An economic impact study ordered up by Tough Mudder was the main factor considered by Santa Rosa County Commissioners last month when they voted in favor of underwriting the event scheduled for next April 9 and 10.
District 4 Commissioner Rob Williamson, who rallied support for Tough Mudder among his elected colleagues, revealed to the county’s Tourist Development Council in a Dec. 1 meeting that he didn’t seek a better deal with the company.
Volunteering taxpayer dollars
“Perhaps we could have gotten them without giving them any money,” said Gallup, speaking to Williamson at the meeting.
“I didn’t negotiate with Tough Mudder. I talked with Tough Mudder and told them that I was one vote in five,” replied Williamson. He said his discussions with the company focused on gaining its cooperation with Santa Rosa hoteliers, and didn’t include any back-and-forth about the fee that the county would pay.

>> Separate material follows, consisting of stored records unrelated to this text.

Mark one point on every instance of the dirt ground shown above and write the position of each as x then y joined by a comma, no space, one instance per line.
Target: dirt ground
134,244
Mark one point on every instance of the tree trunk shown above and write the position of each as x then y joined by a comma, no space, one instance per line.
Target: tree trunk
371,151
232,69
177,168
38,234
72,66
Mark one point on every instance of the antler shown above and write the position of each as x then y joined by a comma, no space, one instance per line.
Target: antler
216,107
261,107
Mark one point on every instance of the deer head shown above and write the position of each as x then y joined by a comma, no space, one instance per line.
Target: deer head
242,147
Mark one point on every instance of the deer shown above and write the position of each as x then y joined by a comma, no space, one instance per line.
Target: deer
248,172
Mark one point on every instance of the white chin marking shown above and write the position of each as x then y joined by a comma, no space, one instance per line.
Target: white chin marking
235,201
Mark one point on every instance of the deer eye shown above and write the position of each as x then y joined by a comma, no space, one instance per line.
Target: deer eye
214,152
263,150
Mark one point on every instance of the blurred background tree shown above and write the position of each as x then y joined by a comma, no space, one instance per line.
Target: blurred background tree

As reported in the Navarre Press on Dec. 3, Tough Mudder agreed to hold its events during the past year and next in at least three communities—Fulton County, Ga., Bastrop County, Texas and Galletin County, Ky.—all without being paid in public funds.
Williamson didn’t immediately respond to a reporter’s phone calls seeking comment on the lack of taxpayer dollars required by Tough Mudder in the three locales checked by the Navarre Press.
Santa Rosa County Tourism Director Julie Morgan said the communities cited by the Navarre Press are too small to be compared with our area. Further, she asserted that those locales have small tourism budgets, if any.
Morgan said Brevard County has hosted a Tough Mudder in the past and “to my understanding” the Space Coast Tourism Office in partnership with the City of Palm Bay paid $140,000 in cash and in-kind incentives. “I would prefer to look at them as they are a coastal destination as we are,” she added.
Morgan’s boss, Santa Rosa County Economic Development Director Shannon Ogletree also backed Williamson’s recommendation to pay Tough Mudder $80,000 from tourist bed taxes and to apply for a $30,000 grant from the Florida Sports Foundation. Obtaining the grant would require Santa Rosa County to spend $60,000 in advertising Tough Mudder.
As evidence of Tough Mudder’s economic value, Morgan said the Pensacola Sports Association has been a possible competitor for hosting the event. She said that the nonprofit group’s executive director, Ray Palmer, told her that Tough Mudder “has been calling constantly,” implying the company sought to partner with Escambia County instead of Santa Rosa.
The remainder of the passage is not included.